À chaque fois qu'un auteur entreprend de faire l'historique de l'hypnose il commence généralement avec Mesmer. Déjà ça a de quoi faire hurler quand on s'intéresse à la pratique de cet homme, très éloigné de ce que nous pratiquons aujourd'hui. Mais acceptons l'impulsion initiale. Acceptons aussi les références tout aussi douteuse au Marquis de Puységur dont la pratique était pour le moins particulière. L'auteur mentionne parfois James Braid, parce que bon c'est tout de même lui qui popularise l'usage du mot hypnose, et on passe rapidement aux écoles de Nancy et la Salpêtrière (Janet, Charcot, Bernheim, etc...). Parfois on nous parlera un peu de Freud (ce qui est la moindre des choses vu son poids sur une certaine tradition psychothérapeutique). Ensuite on saute directement à Érickson. On nous dit souvent que l'hypnose sombre dans l'oubli, que les gens passent à autre chose, alors qu'elle n'a jamais cessé d'être étudié plus ou moins sérieusement. Et après Érickson, rien ou presque. Les partisans de la PNL évoqueront vaguement Bandler et Grinder et quelques un des leurs héritiers. Parfois les auteurs parlent de quelques un de leurs contemporains mais rien de plus.

 

J'ai constaté ces trous historiques dans des ouvrages des années 90, des années 2000, et même un ouvrage des années 50 (qui mentionne Érickson comme un contemporain et ne parle bien évidemment pas de PNL).

 

C'est comme si des décennies de recherche passaient à la trappe. Les échelles de suggestibilités (bien que hautement discutable) établies par Stanford sont très rarement mentionnées. C'est comme si l'hypnothérapie avait une peur bleue de la recherche scientifique en hypnose et aussi des avancés en neurologie, en psychopathologie...

 

On peut penser qu'il s'agit de choix éditoriaux, de prise de position, mais je crains qu'il ne s'agisse d'ignorance.
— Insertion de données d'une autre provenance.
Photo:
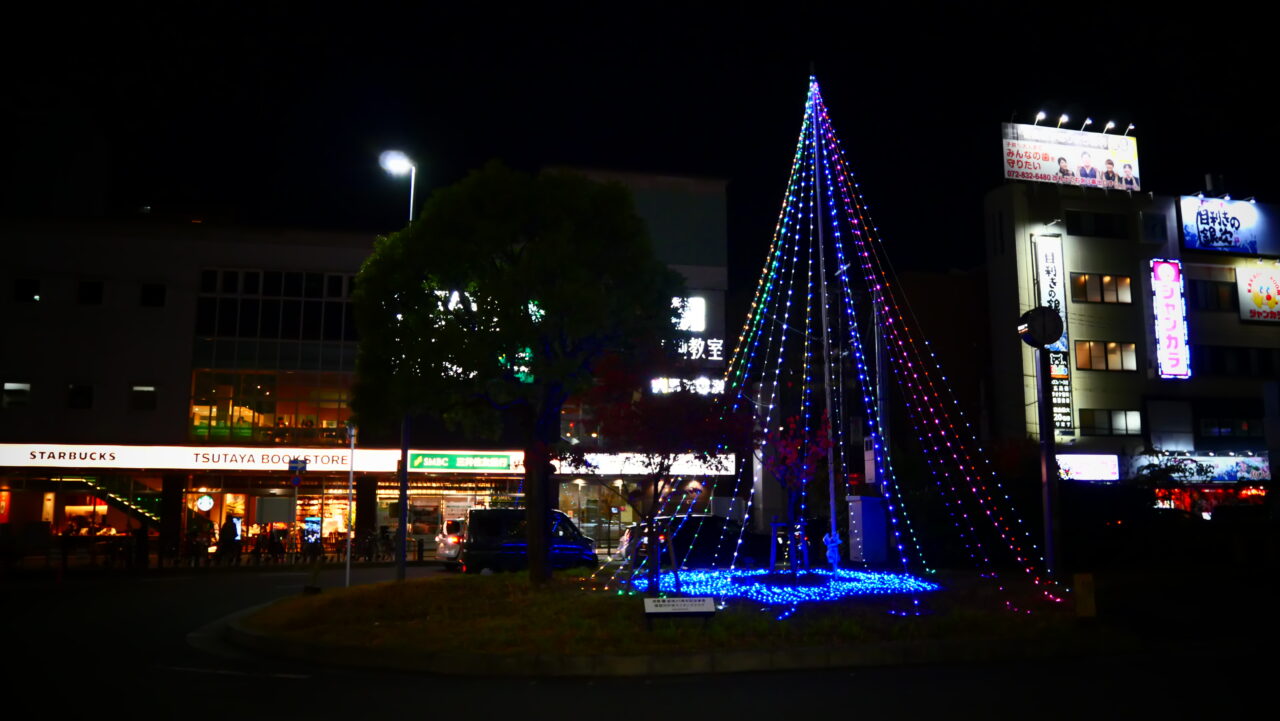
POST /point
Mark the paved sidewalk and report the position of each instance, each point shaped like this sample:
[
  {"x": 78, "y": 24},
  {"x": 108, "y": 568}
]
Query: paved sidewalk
[{"x": 456, "y": 662}]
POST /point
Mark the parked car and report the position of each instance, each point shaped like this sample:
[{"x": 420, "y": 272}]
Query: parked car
[
  {"x": 700, "y": 541},
  {"x": 494, "y": 539},
  {"x": 448, "y": 543}
]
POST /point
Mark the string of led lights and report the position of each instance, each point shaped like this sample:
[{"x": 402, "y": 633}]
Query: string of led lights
[{"x": 909, "y": 365}]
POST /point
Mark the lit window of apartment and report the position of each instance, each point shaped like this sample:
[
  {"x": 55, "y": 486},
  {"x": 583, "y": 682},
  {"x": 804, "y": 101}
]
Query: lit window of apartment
[
  {"x": 1097, "y": 288},
  {"x": 1095, "y": 421},
  {"x": 1106, "y": 355}
]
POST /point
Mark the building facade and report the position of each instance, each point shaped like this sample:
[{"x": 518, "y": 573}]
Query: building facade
[{"x": 1164, "y": 359}]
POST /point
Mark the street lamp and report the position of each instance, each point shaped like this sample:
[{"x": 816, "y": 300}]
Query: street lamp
[{"x": 398, "y": 164}]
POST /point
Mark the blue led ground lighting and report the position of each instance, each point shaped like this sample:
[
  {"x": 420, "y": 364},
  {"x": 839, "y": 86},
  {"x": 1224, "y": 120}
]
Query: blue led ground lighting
[{"x": 839, "y": 584}]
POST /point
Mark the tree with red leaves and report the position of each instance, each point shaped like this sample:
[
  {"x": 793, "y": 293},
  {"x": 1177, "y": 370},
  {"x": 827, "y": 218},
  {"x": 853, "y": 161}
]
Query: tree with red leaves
[{"x": 794, "y": 461}]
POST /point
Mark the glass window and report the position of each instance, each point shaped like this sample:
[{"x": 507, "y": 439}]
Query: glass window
[
  {"x": 333, "y": 320},
  {"x": 311, "y": 320},
  {"x": 80, "y": 396},
  {"x": 1124, "y": 288},
  {"x": 142, "y": 397},
  {"x": 227, "y": 315},
  {"x": 90, "y": 292},
  {"x": 151, "y": 295},
  {"x": 248, "y": 318},
  {"x": 272, "y": 283},
  {"x": 291, "y": 320},
  {"x": 348, "y": 322},
  {"x": 16, "y": 396},
  {"x": 206, "y": 316},
  {"x": 231, "y": 281},
  {"x": 333, "y": 286},
  {"x": 292, "y": 286}
]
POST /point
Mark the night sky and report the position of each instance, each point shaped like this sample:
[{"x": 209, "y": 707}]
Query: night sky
[{"x": 275, "y": 117}]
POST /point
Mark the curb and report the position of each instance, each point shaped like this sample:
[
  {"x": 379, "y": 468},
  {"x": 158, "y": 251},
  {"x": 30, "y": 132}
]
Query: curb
[{"x": 881, "y": 653}]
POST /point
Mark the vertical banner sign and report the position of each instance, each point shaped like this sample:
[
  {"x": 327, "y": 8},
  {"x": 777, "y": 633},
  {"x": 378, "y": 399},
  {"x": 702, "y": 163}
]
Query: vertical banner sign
[
  {"x": 1051, "y": 290},
  {"x": 1173, "y": 355}
]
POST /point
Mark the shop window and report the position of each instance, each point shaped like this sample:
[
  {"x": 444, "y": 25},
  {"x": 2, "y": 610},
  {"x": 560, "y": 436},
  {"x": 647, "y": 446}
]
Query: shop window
[
  {"x": 80, "y": 396},
  {"x": 1110, "y": 421},
  {"x": 1098, "y": 288},
  {"x": 151, "y": 295},
  {"x": 142, "y": 397},
  {"x": 1106, "y": 355},
  {"x": 88, "y": 292},
  {"x": 16, "y": 396}
]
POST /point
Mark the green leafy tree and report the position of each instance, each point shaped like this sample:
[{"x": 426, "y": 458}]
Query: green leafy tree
[{"x": 494, "y": 306}]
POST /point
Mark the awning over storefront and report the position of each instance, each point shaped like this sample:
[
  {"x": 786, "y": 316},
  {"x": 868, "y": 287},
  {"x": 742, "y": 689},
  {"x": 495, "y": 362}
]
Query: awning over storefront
[{"x": 319, "y": 460}]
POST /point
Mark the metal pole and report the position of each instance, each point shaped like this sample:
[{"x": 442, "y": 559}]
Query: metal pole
[
  {"x": 1048, "y": 461},
  {"x": 351, "y": 486},
  {"x": 826, "y": 356},
  {"x": 402, "y": 532},
  {"x": 412, "y": 182}
]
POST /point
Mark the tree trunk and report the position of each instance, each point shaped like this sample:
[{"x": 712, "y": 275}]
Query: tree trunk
[
  {"x": 540, "y": 484},
  {"x": 538, "y": 512}
]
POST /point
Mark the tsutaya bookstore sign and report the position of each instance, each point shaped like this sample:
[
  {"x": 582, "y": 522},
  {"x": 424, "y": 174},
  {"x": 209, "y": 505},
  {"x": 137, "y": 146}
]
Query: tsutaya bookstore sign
[
  {"x": 1173, "y": 354},
  {"x": 1051, "y": 288},
  {"x": 319, "y": 460}
]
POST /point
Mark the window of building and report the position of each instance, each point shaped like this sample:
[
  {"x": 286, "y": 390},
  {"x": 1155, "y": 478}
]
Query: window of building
[
  {"x": 26, "y": 291},
  {"x": 90, "y": 292},
  {"x": 1110, "y": 423},
  {"x": 1106, "y": 355},
  {"x": 151, "y": 295},
  {"x": 80, "y": 396},
  {"x": 16, "y": 396},
  {"x": 1097, "y": 224},
  {"x": 1155, "y": 227},
  {"x": 142, "y": 397},
  {"x": 1097, "y": 288},
  {"x": 269, "y": 406},
  {"x": 1230, "y": 427},
  {"x": 1211, "y": 295}
]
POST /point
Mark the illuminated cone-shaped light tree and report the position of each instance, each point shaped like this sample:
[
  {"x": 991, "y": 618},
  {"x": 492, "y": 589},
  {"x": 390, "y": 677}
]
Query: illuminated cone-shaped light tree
[{"x": 801, "y": 361}]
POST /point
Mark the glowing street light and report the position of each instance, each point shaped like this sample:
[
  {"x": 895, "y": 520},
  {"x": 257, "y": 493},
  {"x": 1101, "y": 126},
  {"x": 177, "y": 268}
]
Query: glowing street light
[{"x": 398, "y": 164}]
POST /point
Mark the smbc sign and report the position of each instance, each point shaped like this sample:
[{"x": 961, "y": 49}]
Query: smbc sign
[{"x": 464, "y": 462}]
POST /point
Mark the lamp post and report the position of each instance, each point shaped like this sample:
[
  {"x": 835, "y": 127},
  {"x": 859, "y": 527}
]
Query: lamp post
[{"x": 398, "y": 164}]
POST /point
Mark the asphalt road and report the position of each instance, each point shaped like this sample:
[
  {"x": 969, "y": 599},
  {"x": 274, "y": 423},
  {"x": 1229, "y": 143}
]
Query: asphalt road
[{"x": 140, "y": 646}]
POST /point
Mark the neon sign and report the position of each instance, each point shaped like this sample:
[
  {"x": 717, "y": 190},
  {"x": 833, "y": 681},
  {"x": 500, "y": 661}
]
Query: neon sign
[{"x": 1173, "y": 354}]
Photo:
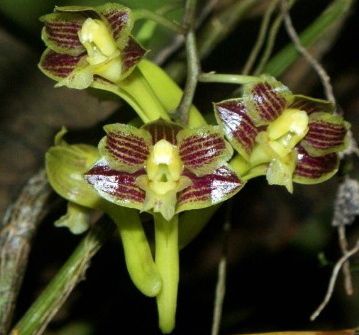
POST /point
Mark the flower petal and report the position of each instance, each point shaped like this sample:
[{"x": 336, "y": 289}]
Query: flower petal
[
  {"x": 163, "y": 130},
  {"x": 125, "y": 147},
  {"x": 59, "y": 66},
  {"x": 326, "y": 134},
  {"x": 65, "y": 165},
  {"x": 60, "y": 32},
  {"x": 266, "y": 99},
  {"x": 116, "y": 186},
  {"x": 119, "y": 19},
  {"x": 209, "y": 189},
  {"x": 311, "y": 105},
  {"x": 204, "y": 149},
  {"x": 238, "y": 127},
  {"x": 313, "y": 170}
]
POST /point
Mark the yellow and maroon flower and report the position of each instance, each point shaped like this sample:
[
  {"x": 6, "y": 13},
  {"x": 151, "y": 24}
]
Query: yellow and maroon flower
[
  {"x": 89, "y": 43},
  {"x": 285, "y": 136},
  {"x": 164, "y": 168}
]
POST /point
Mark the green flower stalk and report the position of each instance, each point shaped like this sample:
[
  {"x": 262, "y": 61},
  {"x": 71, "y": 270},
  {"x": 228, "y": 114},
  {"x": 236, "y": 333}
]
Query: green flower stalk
[
  {"x": 286, "y": 137},
  {"x": 164, "y": 169},
  {"x": 65, "y": 166}
]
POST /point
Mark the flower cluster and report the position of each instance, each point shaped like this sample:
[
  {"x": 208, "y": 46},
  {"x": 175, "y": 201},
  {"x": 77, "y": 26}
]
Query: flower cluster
[
  {"x": 289, "y": 138},
  {"x": 89, "y": 43},
  {"x": 163, "y": 168}
]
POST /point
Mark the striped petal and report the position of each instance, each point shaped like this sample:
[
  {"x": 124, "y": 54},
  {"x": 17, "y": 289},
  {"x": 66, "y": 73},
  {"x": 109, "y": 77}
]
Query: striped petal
[
  {"x": 65, "y": 165},
  {"x": 313, "y": 170},
  {"x": 60, "y": 32},
  {"x": 238, "y": 127},
  {"x": 125, "y": 147},
  {"x": 119, "y": 19},
  {"x": 265, "y": 100},
  {"x": 204, "y": 149},
  {"x": 327, "y": 133},
  {"x": 311, "y": 105},
  {"x": 116, "y": 186},
  {"x": 58, "y": 66},
  {"x": 163, "y": 130},
  {"x": 209, "y": 189}
]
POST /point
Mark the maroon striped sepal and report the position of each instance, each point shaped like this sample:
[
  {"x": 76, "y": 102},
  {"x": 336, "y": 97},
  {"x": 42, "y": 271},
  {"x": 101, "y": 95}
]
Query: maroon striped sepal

Après tout la plupart des hypnothérapeutes avec qui j'échange ne vont pas plus loin que ce qu'ils ont appris dans leur école et ne creuse pas dans la littérature scientifique (ce qui n'empêche pas certains de parler de "reprogrammer les neurones" alors qu'ils n'ont pas la moindre idée de ce qu'est un potentiel synaptique). Cette inculture m'afflige profondément et elle m'inquiète parce qu'elle se communique. Que dire quand on voit des "enseignants" en hypnose recracher ce qu'ils ont appris sans la moindre réflexion critique, sans creuser les sources des affirmations les plus étranges... Et leurs élèves écoutent docilement et ne chercheront pas davantage à savoir ce qui se cache derrière (ce qui n'est pas une critique spécifique à l'hypnose d'ailleurs, la plupart des étudiants se contentent d'apprendre sans questionner, malgré même la tentative de certains professeurs de développer une pensée critique).

 

Je conçois que les études, la documentation n'est pas forcément facilement accessible. J'ai eu du mal à trouver certains ouvrages et je me félicite que la région où je vis dispose de bibliothèques universitaires bien garnies. Mais quand on écrit un ouvrage sur l'hypnose ou quand, comme certains, on prétend définir un mode de pensée ou créer un courant, est-ce que le minimum ne serait pas de faire se travail de recherche en amont? (Je précise ici que je ne parle pas d'ouvrage de Street Hypnose ou d'hypnose de spectacle, car ce sont des approches pratiques qui ne se prétendent pas comme des définitions de l'hypnose).

 

J'avoue que dans les milieux de l'hypnose, j'ai plus souvent entendu des affirmations sorties de nul part, au mieux invérifiables, au pire fausses, que des affirmations assorties de sources précises.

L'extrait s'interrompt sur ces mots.